При этом был еще четвертый круг, связанный с домом писательницы Лидии Борисовны Либединской.
С ее квартирой в старом доме на Лаврушинском переулке и с дачей в Переделкино связаны для меня воспоминания о многих замечательных людях, бывавших там - от Михаила Аркадьевича Светлова и художника Иосифа Ильича Игина, оставившего замечательную галерею портретов-шаржей целого поколения поэтов и писателей, прежде всего своего друга - Светлова, до Александра Иванова и чтецов Александра Кутепова и Якова Смоленского. Не рискую писать об этом подробно, поскольку сама Лидия Борисовна гораздо лучше написала о своих гостях в книге "Зеленая лампа" и других книгах. Замечу только, что сама она многие годы обладала и обладает удивительным талантом притяжения к себе самых интересных людей, собиравшихся за ее столом. Неслучайно у нее в доме хранится скатерть с автографами, отразившими целую эпоху нашей литературы.
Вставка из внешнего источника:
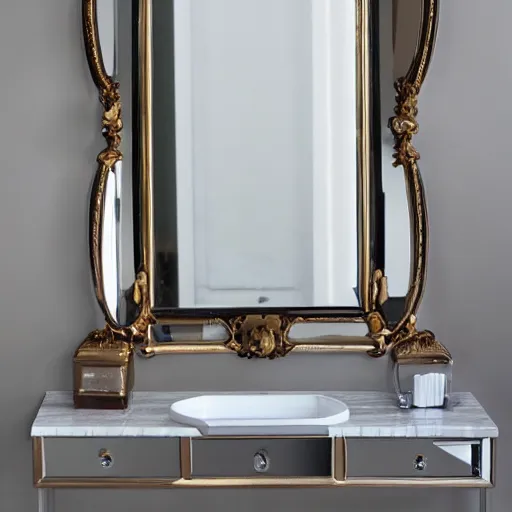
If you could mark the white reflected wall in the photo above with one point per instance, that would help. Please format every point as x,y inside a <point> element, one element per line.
<point>266,152</point>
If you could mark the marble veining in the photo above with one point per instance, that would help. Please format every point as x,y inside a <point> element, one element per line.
<point>372,414</point>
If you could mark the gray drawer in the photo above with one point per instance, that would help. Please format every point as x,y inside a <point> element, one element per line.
<point>402,458</point>
<point>131,457</point>
<point>288,457</point>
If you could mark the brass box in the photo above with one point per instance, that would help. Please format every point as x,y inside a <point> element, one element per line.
<point>103,374</point>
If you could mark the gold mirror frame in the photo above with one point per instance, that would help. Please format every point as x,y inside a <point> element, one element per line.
<point>264,336</point>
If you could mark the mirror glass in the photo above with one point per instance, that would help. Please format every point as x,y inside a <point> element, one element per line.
<point>256,149</point>
<point>118,255</point>
<point>255,154</point>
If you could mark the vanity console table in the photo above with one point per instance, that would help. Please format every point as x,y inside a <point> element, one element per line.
<point>380,445</point>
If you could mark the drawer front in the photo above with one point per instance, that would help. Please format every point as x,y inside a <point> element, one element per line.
<point>111,457</point>
<point>415,458</point>
<point>285,457</point>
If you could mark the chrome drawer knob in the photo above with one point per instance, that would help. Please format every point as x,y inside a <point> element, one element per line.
<point>106,459</point>
<point>420,463</point>
<point>261,461</point>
Из многочисленных гостей Лидии Борисовны запомнилась мне "Лидочка" Бать, ровесница века, рассказавшая когда-то забавную историю, как ее и других гимназисток в конце октября семнадцатого года юнкера пригласили на осенний танцевальный бал в Зимний дворец. В самый разгар бала вдруг началась какая-то пальба. Дежурный офицер, извинившись перед девушками, объяснил, что танцы временно прекращаются, и проводил их в какую-то комнату, успокоив, что все скоро кончится, и он за ними вернется. В этой дворцовой комнате они просидели всю ночь. Только под утро распахнулась дверь, и в комнату ворвались матросы, перепоясанные крест-накрест пулеметными лентами. Гимназисток они не тронули, более того, даже выделили двух красногвардейцев, которые проводили их по домам, поскольку время было неспокойное. Когда Лидочка подошла к воротам своего дома, то увидела мамашу, стоявшую у ворот с бледным лицом в окружении сочувствующих соседей. "Лидочка, что случилось? - негодующе спросила мать. - Ты, девочка из порядочной семьи, не ночевала дома!" "Мама, революция", — ответила Лидочка, на что мать строго отрезала: "Чтобы это было в последний раз!"